Putin made the statement on Wednesday during a meeting in the Russian capital with more than a dozen prominent rabbis, including Berel Lazar, a chief rabbi of Russia, and Yitzchak Yosef and Israel Meir Lau, Israel’s chief rabbis.
“Of particular concern is the revival of Nazi ideas,” Putin told the delegation of rabbis, which also included Binyominn Jacobs, the chief interprovincial rabbi of the Netherlands, and David Moshe Lieberman of Antwerp. “I want to thank the Jewish community, nongovernmental organizations that are both active and courageous; we see it in today’s world — how a struggle is being uncompromisingly waged against all manifestations of the Nazi ideology and any attempts to revive it.”

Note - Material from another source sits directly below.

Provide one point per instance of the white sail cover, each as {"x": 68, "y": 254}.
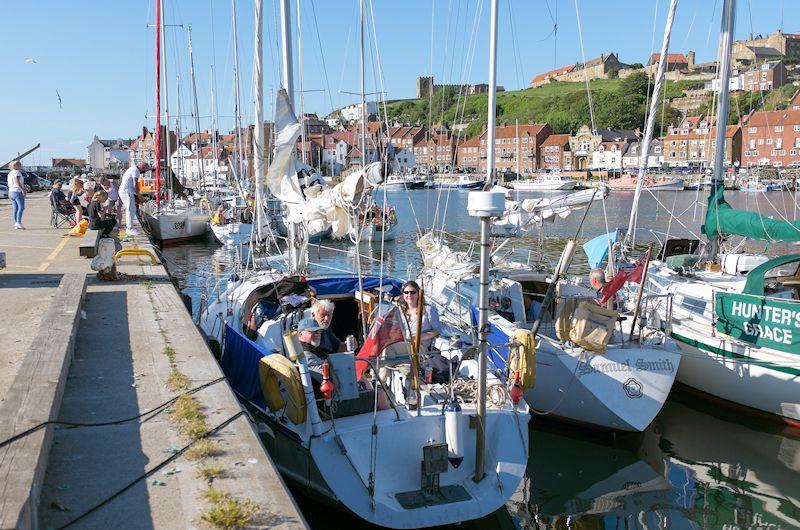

A Kremlin transcript of Putin’s address at the meeting did not specify where he saw Nazism being revived.
In the past, Putin has called the leaders of the revolution that toppled the regime of Ukrainian President Viktor Yanukovych “Nazis” and “neo-Nazis,” and cited what he said was their anti-Semitism to justify Russia’s actions in Ukraine since March, when it annexed Crimea from its western neighbor.
Many Ukrainian Jewish leaders and the country’s government have dismissed his assertions, saying the claims about anti-Semitism are being made for political purposes.
Putin also spoke out against Holocaust deniers, calling them “not only stupid but also shameless.”
The meeting took place ahead of an annual Holocaust commemoration event scheduled for Thursday in the Crimean city of Sevastopol. The ceremony, which is organized by the local Jewish community, is in memory of over 4,000 Jews killed by German troops in July 1942 and has been held since 1992. This year’s will be the first since the annexation.
Noting that the Kremlin has shown an interest in Holocaust commemorations for the past 15 years, Rabbi Boruch Gorin, a senior aide to Lazar and chair of Moscow’s Jewish Museum and Tolerance Center, added, “There’s no denying that President Putin and the Kremlin want to demonstrate that anti-Semitism is not accepted and that everything is all right with the Jews there. And we don’t dispute that. We do our work.
“If it is used for diplomacy or propaganda — depends whom you ask — we’re not necessarily opposed. We think Jews in Crimea need to feel at ease and safe and stable, and prefer to stay out of politics.”